“Las murallas de piedra de la ciudad no se construyeron con la sangre de los esclavos, sus huesos molidos, barro y agua; se construyeron con argamasa, por eso son tan resistentes”
Es un viernes cualquiera. La ciudad abaluartada es víctima de un matrimonio en la catedral, que probablemente no dure, de algún famoso o señora de la alta sociedad colombiana. El amor y el interés se fueron un día al campo, dicen que dice el refrán.

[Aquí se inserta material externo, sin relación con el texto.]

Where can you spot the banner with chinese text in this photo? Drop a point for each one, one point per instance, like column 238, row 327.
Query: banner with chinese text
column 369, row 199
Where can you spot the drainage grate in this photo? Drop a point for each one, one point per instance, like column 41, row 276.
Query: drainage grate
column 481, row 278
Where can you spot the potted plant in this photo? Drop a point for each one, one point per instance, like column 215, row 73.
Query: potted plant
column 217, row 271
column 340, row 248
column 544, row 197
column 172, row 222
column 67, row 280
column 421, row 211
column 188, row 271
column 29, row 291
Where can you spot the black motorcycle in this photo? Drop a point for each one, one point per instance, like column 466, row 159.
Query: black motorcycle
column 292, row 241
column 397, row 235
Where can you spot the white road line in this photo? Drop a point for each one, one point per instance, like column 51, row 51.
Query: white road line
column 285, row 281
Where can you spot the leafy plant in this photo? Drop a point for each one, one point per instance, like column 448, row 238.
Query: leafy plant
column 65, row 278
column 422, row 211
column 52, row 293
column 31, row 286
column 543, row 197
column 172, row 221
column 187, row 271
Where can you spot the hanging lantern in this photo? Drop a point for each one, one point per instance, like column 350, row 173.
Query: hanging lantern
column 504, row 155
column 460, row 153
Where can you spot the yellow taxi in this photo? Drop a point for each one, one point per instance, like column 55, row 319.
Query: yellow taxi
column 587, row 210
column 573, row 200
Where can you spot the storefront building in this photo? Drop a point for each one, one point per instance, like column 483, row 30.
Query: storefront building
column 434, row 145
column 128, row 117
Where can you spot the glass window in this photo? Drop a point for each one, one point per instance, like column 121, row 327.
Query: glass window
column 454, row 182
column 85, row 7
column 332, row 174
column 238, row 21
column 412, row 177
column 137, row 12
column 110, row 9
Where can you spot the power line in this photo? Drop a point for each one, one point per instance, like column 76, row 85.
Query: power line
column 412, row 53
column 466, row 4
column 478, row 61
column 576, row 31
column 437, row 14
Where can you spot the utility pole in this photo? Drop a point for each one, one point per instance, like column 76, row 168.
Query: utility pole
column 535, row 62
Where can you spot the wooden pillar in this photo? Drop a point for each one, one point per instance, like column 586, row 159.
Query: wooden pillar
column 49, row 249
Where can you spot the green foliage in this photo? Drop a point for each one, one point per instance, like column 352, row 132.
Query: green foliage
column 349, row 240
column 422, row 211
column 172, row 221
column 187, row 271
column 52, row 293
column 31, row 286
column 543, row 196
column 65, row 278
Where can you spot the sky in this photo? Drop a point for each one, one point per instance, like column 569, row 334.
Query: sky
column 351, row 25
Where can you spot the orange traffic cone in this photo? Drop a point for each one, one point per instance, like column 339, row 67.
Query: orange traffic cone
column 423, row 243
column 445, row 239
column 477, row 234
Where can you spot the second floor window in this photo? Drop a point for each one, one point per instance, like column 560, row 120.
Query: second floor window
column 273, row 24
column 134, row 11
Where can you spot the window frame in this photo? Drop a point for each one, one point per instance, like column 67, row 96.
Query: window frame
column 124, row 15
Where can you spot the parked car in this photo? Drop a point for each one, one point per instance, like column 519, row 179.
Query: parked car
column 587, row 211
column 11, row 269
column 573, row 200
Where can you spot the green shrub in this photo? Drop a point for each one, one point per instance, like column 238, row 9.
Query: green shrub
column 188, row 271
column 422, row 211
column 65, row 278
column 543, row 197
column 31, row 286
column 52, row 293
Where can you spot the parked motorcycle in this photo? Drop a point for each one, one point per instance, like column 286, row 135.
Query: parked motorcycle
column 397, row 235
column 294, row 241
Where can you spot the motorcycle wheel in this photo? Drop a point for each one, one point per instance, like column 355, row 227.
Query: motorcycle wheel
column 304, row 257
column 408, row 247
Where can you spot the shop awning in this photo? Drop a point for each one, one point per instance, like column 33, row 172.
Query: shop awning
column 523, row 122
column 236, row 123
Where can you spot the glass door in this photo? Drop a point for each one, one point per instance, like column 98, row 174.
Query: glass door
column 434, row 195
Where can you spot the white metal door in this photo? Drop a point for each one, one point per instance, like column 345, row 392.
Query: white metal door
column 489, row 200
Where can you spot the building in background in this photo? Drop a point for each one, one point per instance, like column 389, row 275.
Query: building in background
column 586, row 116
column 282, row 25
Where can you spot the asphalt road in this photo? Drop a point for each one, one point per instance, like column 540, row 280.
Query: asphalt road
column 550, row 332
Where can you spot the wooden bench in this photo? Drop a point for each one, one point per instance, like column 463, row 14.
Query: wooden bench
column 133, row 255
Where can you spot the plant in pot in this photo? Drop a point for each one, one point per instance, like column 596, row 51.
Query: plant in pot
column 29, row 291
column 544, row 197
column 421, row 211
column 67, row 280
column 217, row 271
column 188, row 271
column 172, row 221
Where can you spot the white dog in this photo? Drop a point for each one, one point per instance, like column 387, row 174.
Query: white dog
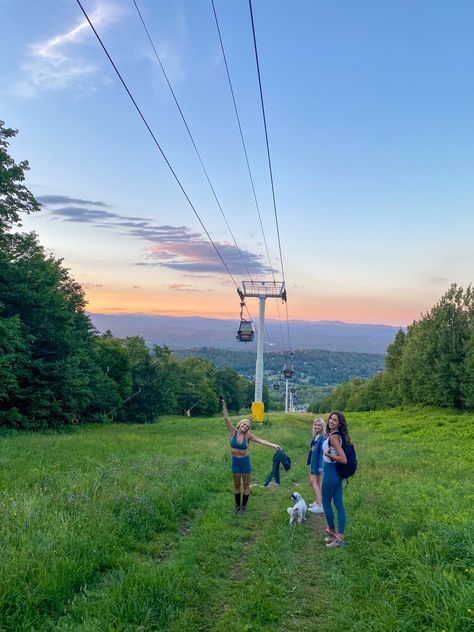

Cartagena de Indias, la heroica, se ha convertido en el sitio más codiciado para celebrar una boda con 200 invitados. No sólo porque la ciudad es hermosa (lo es) y la catedral o la iglesia del santo de los esclavos, San Pedro Claver (una edificación colonial ostentosa) no sea magnífica. Ni porque ese olor a piedra, humedad y salitre tan propio del lugar te atrape. O el calor ingente que asfixia el interior de la casco antiguo protegido por las murallas y sus veintitantos baluartes. O la comida. O el jugo de corozo recién hecho con más hielo que ganas de existir. O las playas de Barú. O porque las fotos vayan a quedar increíbles, a medida que el sol se ponga sobre la bahía de Bocagrande. O que el juego de luces celestial sea único en el Caribe.

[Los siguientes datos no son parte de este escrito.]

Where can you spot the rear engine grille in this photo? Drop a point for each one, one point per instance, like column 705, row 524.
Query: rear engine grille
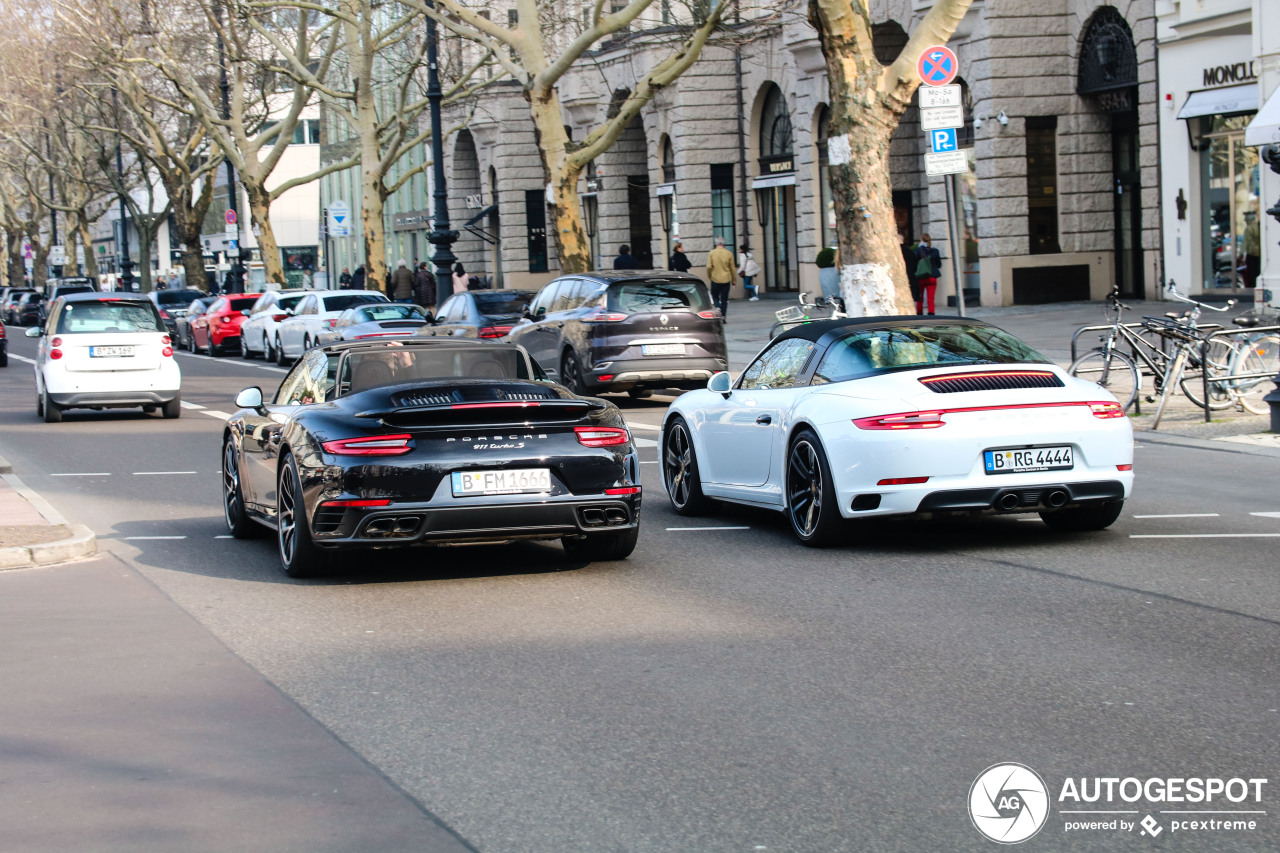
column 471, row 393
column 991, row 381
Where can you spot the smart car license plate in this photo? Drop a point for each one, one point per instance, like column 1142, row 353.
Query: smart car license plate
column 521, row 480
column 110, row 352
column 1028, row 459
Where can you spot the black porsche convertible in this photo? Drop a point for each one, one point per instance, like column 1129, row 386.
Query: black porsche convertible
column 385, row 443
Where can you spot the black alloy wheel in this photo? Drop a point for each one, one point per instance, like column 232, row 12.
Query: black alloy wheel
column 1078, row 519
column 298, row 552
column 810, row 493
column 680, row 470
column 233, row 496
column 571, row 374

No, nada de eso. Si eres una persona de bien y no te casas en Cartagena ¿Realmente te casaste? No lo sé. Es costoso. Y los planificadores de boda, vistiendo su mejor traje de lobo feroz, hacen su agosto todos los fines de semana con una boda distinta, mujeres hermosas, radiantes; con su traje de diseñador de 2000 dólares, con el borde de la falda sucia por la arena. Tipos que pareciera que fueron arrastrados al altar, a veces con cara de aburridos, viendo las mujeres locales, sencillas, voluptuosas, en su negritud avasallante, mientras bailan al ritmo de la música y su mirada se pierde entre las caderas anchas de las nativas.
Lucho enfoca su cámara. Y toma la nonagésima foto de los novios, sólo en esa esquina de la muralla, cerca del museo naval, quien dijimos radiante y espectacular. Maquillada profesionalmente. Jamás se había visto tan linda y feliz (según su madre, su madrina, su hermana y su cohorte de aduladoras).

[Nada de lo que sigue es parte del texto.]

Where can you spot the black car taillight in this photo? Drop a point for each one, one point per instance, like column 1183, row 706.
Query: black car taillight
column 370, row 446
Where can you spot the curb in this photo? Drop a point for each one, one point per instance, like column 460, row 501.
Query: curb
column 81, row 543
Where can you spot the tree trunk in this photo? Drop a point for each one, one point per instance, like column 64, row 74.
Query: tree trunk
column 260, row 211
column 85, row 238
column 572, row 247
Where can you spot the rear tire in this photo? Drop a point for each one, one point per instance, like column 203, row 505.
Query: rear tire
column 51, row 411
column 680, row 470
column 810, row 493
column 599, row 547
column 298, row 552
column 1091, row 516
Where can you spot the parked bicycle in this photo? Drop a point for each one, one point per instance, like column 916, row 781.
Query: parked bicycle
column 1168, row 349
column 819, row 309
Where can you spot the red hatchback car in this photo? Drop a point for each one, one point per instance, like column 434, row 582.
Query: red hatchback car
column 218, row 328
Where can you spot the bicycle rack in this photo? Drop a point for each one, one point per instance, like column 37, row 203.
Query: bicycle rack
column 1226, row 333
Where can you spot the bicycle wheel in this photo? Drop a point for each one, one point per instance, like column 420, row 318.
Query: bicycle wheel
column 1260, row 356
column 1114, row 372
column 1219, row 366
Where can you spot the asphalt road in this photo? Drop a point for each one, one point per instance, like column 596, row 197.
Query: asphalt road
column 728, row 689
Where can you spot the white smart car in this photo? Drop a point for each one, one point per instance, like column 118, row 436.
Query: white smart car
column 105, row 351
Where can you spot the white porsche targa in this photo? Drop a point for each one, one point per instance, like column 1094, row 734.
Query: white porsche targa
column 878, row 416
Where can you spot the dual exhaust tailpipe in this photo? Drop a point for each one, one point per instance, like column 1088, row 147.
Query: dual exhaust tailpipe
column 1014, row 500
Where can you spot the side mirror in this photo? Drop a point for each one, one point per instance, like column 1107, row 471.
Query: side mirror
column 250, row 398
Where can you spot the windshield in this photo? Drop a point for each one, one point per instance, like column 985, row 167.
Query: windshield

Su visor de la cámara ve algo distinto. Toma la foto. Le confirma el familiar sonido del obturador. Mira la pantalla LCD brillante al atardecer y sólo están la novia, el novio, las palmeras, la bahía, las olas y las nubes doradas que los acompañan. Mira el monitor de su portátil donde las fotos son transmitidas como respaldo y enviadas a la nube, sólo por si acaso; más de una vez un ventarrón tiró todo el aparataje contra el mar, para la ira de más de una novia con tres kilos de químicos de colores a prueba de agua en el rostro.
Mientras su compañero acomodaba la pose de la siguiente foto y recalibra el luxómetro, Lucho volvió a mirar por el visor y ahí estaba. Había una niña de cabello rojo amarrado en una trenza, con un vestido turquesa, parecía haber salido de un museo, o de una pintura del siglo XVI, o de un libro de Márquez o de Caycedo, su rostro lívido lo miraba fijamente y sus manos sostenían la cola del vestido de la novia, una cola espectral sedosa que caía de sus manos y se desvanecía antes de tocar la piedra.
El fotógrafo se paralizó, no podía dejar de mirar a la niña. Esta le sonrío y se puso un dedo en los labios haciendo el gesto de silencio. Se echó a reír pícaramente, soltó la cola y haló el velo de la novia. Una ráfaga de aire frío atravesó el baluarte y los tumbó a ambos: novia de vestido largo, blanco por ahora y novio de traje gris impecable, sobre las piedras duras y punzantes de la muralla.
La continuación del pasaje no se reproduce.